Unser Vorteil, zielgerichtet und als großer Investor abstimmen zu können, geht mit einer Verantwortung einher: Unsere Analysen müssen exakt sein; wir brauchen robuste Stewardship-Richtlinien sowie eine stabile Governance, und wir müssen transparent agieren. Neben der bereits bestehenden Berichterstattung auf Unternehmens- und Fondsebene gehen wir 2022 einen Schritt weiter. Wir berichten öffentlich über eine Reihe unserer Engagementaktivitäten und wollen unseren Stakeholdern zudem Wissen vermitteln.

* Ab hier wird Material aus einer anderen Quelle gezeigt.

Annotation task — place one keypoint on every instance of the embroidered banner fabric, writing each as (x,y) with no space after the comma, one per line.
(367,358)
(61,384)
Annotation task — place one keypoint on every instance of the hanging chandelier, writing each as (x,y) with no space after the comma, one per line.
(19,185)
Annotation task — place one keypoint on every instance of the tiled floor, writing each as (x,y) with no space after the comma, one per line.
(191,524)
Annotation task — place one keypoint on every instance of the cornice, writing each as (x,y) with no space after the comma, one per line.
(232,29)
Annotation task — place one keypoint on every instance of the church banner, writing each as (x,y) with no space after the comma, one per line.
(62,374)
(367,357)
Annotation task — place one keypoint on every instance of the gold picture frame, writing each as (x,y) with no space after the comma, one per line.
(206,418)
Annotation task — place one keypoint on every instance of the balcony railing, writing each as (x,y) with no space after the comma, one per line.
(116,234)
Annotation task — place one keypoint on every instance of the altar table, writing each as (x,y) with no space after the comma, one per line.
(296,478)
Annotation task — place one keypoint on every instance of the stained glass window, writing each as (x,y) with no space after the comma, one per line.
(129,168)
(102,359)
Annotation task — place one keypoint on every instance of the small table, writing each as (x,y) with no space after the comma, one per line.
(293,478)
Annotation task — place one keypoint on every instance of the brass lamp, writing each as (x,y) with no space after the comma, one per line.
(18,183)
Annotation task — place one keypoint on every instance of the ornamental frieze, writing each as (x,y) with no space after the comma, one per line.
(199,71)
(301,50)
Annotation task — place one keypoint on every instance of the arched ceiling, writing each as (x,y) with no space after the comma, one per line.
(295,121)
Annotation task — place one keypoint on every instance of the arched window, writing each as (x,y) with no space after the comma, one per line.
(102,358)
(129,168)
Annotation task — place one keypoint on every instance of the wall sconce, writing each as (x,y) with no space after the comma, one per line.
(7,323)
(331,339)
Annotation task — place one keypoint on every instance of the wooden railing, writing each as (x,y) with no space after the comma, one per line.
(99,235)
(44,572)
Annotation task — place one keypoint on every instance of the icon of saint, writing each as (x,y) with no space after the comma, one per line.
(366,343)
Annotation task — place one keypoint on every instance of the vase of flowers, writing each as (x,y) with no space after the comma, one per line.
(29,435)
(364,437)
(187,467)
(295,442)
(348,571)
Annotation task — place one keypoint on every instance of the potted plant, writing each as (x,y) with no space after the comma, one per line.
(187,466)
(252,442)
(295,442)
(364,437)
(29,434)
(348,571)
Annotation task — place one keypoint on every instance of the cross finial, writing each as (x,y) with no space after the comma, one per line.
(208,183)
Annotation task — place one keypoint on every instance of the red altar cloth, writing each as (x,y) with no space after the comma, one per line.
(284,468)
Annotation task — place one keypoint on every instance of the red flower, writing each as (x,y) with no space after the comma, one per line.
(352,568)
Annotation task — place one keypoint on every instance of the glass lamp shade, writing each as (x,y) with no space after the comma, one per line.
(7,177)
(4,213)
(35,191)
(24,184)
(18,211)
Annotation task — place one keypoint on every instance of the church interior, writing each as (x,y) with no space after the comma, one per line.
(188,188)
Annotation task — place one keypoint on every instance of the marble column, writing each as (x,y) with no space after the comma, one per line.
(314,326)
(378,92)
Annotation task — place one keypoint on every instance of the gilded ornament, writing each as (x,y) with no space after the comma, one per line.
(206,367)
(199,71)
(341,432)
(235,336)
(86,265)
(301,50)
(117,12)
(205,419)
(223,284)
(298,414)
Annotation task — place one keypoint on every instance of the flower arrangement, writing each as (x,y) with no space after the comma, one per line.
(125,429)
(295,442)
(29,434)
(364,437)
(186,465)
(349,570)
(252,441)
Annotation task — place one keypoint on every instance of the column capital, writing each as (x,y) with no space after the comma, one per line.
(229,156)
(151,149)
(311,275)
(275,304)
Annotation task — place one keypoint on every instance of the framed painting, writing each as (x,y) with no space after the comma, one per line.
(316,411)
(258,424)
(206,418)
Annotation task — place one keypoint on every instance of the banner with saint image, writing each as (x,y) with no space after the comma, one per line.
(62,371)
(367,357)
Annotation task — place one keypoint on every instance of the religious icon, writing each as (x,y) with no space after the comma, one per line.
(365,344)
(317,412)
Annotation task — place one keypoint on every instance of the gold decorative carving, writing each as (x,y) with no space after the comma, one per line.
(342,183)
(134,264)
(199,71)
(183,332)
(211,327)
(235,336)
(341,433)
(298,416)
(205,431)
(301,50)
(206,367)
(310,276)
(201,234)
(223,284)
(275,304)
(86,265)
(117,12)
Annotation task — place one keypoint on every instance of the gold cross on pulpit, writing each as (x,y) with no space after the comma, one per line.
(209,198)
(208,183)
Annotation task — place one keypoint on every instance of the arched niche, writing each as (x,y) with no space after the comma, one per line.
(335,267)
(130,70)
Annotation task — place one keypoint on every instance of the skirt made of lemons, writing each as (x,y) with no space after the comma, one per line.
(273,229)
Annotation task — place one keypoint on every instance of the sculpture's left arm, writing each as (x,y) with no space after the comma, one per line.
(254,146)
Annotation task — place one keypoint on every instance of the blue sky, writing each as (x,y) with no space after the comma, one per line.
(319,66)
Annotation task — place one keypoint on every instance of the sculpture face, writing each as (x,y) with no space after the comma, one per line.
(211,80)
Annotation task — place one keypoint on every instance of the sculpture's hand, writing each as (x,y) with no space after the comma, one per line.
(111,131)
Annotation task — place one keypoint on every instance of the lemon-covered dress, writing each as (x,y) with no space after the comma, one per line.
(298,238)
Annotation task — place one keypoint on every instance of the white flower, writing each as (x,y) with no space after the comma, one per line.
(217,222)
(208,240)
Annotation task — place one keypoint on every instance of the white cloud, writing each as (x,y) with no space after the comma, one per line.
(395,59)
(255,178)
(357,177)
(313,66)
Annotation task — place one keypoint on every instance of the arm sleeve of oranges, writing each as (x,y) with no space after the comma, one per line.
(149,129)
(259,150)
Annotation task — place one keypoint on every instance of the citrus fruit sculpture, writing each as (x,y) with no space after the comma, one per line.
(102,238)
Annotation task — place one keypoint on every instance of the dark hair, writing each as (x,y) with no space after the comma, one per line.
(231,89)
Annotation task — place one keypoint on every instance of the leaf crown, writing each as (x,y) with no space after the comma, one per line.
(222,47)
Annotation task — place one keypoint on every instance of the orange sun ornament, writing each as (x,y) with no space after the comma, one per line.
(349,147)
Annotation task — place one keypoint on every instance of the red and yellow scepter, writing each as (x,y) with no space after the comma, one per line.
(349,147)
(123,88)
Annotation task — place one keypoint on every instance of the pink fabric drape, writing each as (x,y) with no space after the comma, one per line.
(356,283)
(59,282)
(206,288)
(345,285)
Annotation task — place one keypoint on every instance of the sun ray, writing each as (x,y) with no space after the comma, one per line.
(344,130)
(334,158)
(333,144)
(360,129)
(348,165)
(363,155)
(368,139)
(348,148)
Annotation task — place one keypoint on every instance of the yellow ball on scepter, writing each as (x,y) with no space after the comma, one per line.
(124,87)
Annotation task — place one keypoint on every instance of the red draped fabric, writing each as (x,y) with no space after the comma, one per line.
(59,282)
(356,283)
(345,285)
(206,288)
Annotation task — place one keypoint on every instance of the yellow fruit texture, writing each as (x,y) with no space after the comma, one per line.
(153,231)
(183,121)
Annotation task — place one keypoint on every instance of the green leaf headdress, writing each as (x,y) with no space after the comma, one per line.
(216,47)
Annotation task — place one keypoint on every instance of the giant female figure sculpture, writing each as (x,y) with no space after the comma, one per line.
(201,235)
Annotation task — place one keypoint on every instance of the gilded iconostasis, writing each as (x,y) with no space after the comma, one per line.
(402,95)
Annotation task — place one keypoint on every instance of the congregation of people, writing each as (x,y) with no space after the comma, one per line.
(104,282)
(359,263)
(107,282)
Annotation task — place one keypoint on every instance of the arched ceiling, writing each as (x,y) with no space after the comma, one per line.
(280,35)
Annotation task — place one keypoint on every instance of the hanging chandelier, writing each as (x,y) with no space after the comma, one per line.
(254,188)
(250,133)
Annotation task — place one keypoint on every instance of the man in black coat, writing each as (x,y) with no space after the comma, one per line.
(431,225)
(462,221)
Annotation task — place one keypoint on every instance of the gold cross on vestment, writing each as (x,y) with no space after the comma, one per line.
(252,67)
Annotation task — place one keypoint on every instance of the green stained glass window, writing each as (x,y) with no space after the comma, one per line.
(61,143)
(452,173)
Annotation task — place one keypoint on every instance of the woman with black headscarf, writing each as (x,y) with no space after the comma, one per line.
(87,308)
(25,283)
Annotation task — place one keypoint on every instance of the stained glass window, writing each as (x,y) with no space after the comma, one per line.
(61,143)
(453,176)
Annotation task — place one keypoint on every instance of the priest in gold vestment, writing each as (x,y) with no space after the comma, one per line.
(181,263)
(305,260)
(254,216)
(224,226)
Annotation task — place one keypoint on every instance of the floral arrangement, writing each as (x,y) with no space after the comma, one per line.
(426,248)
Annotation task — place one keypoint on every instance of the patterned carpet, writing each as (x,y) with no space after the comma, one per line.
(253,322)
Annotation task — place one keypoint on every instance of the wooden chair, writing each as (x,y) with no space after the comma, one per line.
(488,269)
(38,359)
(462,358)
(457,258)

Was sind die wichtigsten Grundsätze Ihrer Richtlinien, und was macht sie besonders?
Unsere Abstimmungsgrundsätze und ihre Umsetzung sind aus unserer Sicht tatsächlich etwas Besonderes. Jede Entscheidung beruht auf unseren Werten.
Abstimmungen sind nur eines von mehreren Instrumenten, über die wir uns mit Emittenten austauschen und sie auf ihrem Weg in eine nachhaltige Zukunft begleiten können. Wir verfolgen einen umfassenden Ansatz, der den Unternehmen die Möglichkeit zu Verbesserungen gibt, die wir für notwendig halten. Deshalb lassen unsere Abstimmungsgrundsätze die Berücksichtigung besonderer Umstände zu – sogar dann, wenn die Maßnahmen oder die Strategie eines Unternehmens unsere Prinzipien einer guten Corporate Governance nicht erfüllen. Zu diesen besonderen Umständen zählen Standort, Unternehmensgröße und Marktkapitalisierung, die Größe unseres Anteils und vor allem der Status unseres Engagements bei der Geschäftsleitung und Boardmitgliedern des betreffenden Unternehmens. Unsere Abstimmungsentscheidungen richten sich nach den Ergebnissen des regelmäßigen Dialogs, mit dem wir versuchen, das Geschäft, den Sektor und die individuellen Herausforderungen eines Unternehmens zu verstehen. Aus unserer Sicht können wir dadurch besser erkennen, an welcher Stelle wir in einem Unternehmen positive Veränderungen anstoßen sollten, und diese Chance dann auch nutzen.
Unsere Standpunkte zu ökologischen, sozialen und governancebezogenen Themen (ESG) fließen in unsere Abstimmungsgrundsätze ein, die wir jährlich überprüfen. Dies sind die Prinzipien unserer Abstimmungsgrundsätze:
- Analyse von Anträgen: Wir bei AXA IM wollen vor einer Abstimmungsentscheidung immer gut informiert sein. Deshalb analysieren die Mitglieder unseres Corporate-Governance-Teams jeden zur Abstimmung gestellten Antrag einzeln. Unterstützt wird diese interne Analyse von unserem Dialog mit Portfoliounternehmen, aber auch durch Analysen von Abstimmungsberatern wie Institutional Shareholder Services (ISS) und Proxinvest. Wir nutzen zwar die Plattform von ISS zur Abstimmung, prüfen Anträge aber immer auf Grundlage unserer Abstimmungsgrundsätze.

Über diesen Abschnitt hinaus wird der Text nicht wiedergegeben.